The other day I posted about one of several probably entirely preventable problems we’ve had over the last couple of years since moving in – the problem of HRV operations at low temperatures. The second of these problems also has to do with low temperatures, but this time relating to door handles and locks. It’s not something I would ever have thought about before building this house, since we never used to bother locking our front door in our old house, but since we now have a front door that automatically locks when you leave, door locks have become an important topic, especially in winter.

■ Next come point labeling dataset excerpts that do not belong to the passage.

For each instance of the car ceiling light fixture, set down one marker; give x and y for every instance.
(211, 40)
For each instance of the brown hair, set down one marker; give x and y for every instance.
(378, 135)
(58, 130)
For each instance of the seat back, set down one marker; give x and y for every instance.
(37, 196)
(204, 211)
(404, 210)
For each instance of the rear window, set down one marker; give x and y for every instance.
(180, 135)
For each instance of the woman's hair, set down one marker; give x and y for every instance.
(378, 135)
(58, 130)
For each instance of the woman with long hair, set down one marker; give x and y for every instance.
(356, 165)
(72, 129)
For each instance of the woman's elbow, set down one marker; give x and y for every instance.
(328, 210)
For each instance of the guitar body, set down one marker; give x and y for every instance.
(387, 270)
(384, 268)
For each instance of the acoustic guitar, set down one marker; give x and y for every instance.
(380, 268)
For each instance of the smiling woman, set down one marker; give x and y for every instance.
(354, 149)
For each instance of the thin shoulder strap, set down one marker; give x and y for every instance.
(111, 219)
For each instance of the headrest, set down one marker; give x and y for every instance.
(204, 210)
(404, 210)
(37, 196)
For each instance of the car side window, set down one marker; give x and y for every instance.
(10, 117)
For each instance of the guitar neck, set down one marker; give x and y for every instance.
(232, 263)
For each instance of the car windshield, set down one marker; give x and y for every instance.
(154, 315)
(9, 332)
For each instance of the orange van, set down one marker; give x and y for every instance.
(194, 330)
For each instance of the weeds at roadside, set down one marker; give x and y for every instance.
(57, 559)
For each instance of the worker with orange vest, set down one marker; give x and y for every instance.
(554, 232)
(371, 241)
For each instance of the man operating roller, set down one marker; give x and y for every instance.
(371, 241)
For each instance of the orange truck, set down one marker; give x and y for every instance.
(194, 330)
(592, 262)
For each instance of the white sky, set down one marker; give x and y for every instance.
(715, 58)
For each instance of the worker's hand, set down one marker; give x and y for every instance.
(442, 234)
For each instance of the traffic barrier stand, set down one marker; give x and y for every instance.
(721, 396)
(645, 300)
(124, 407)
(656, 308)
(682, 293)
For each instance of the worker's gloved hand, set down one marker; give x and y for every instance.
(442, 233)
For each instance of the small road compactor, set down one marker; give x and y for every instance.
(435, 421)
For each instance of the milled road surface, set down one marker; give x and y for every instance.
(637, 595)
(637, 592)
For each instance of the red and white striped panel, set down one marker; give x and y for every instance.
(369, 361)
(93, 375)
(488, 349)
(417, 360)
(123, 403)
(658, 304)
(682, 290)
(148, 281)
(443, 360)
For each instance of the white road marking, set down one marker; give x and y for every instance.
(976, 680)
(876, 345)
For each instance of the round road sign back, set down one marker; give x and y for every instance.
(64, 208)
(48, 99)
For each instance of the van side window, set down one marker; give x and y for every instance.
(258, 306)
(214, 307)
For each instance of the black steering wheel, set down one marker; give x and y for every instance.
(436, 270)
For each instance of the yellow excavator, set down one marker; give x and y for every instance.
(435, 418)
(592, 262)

Our front door, a passive house certified, super-insulated model made by a company called Tarredo in Germany, is the single most expensive item in the house. It’s also very secure: you can’t just leave it unlocked. And the only way of opening it is with a key – and there is no turnable handle or back-up. This might not seem like a problem, but the lock is also a cold bridge to the outside, and because of the frequent high contrast in temperatures between the inside and outside, we sometimes get a significant build up of ice in the lock itself.
We’ve already had to replace the lock spindle once, as last winter it ‘cold-welded’* to other parts of the lock and sheared off. That’s right, it broke in half! I only recognised what had happened because this is an occupational hazard for cyclists – winter temperatures can often result in seat posts becoming chemically bonded to the inside of the frames of bikes. It makes me wonder whether these lock mechanisms have ever been tested down to the kinds of extreme winter temperatures we get in Canada (as low as -30ºC here).
The solution we’ve come up with is threefold:
1. grease the spindle with some heavy grease that works at low temperatures;
2. spray de-icer into the lock periodically in winter; and
3. Simply cover the lock itself to prevent the passage of moist air from outside to inside. I made a neoprene and duck tape cover, which works just fine.
*yes, I know that technically this is not ‘cold-welding’ in the sense of metals combining in a vacuum.
While we’ve been through an interesting journey building our own place, there are many people in Canada who don’t have the choice of doing so. This is an amazing country in many ways, but its deepest and most unresolved issue remains its relationship to First Nations, and the conditions in which many indigenous people are living, after years of colonial dispossession, extermination, and attempts to destroy culture and connections to the land. The housing situation in indigenous communities is one of the worst current scandals. Many indigenous communities have terrible housing conditions, made worse rather than improved by multiple failed central government attempts to improve things with inappropriate and ill-thought out solutions.
But this is a government issue, right? Nothing I can do about it personally? Well, leaving aside what we might do to organise at that level, there are many things one can do to support indigenous communities, and in the area of sustainable, livable housing, there is a new and excellent initiative which we’ve been following to support the development of a new model for sustainable, expandable indigenous housing. The One House, Many Nations project is now at the stage of building a prototype to take forward to design expos and look for further funding for improvement and eventual implementation.
We encourage everyone to give the project something. They are looking to raise just $50,000 in the next month. If everyone who regularly reads this blog gave $50 that would almost cover it. It’s not a lot. But it could make a huge difference.
We have had temperature and humidity data recorded in the house over the last 4 months as part of a project conducted by Anthony Mach, a passive house designer and Building Science research student at Algonquin College. The preliminary data is now available, courtesy of Anthony. What we have here is essentially the raw temperature and humidity records in two locations: one in the middle of the open-plan downstairs space (1st Floor), and the other upstairs on the landing (2nd Floor). There is a lot of analysis to be done with this data combined with other data on external temperatures, energy use and so on.
A few things to note when looking at these charts:
We were only half-moved in for most of November – we started using the kitchen sometime in the second week.
We were away from the 20th to the 30th of December, and had the HRV just ticking over, which means that the house would have had almost no internal heating. You can see the drop, but what’s remarkable is that the place still never got below 13ºC.
Once everything was back to normal and functioning properly, from early January, the temperatures in the house were generally between 17ºC (average night-time low) and 19ºC (average day time high) upstairs, with the extremes being 15.5ºC and 21ºC; and 18ºC (average night-time low) and 20.5ºC (average day time high) upstairs, with extremes of 16.5ºC and 22ºC. The difference is probably explained by a combination of the use of the extra heating downstairs, the passive solar effect from the larger windows, and generally that there is more activity downstairs for more of the time.
The humidity has generally been where you’d want it, between 40 and 50%, gradually drying out as winter goes on. Our HRV having an ERV core helps in stopping the place getting too dry.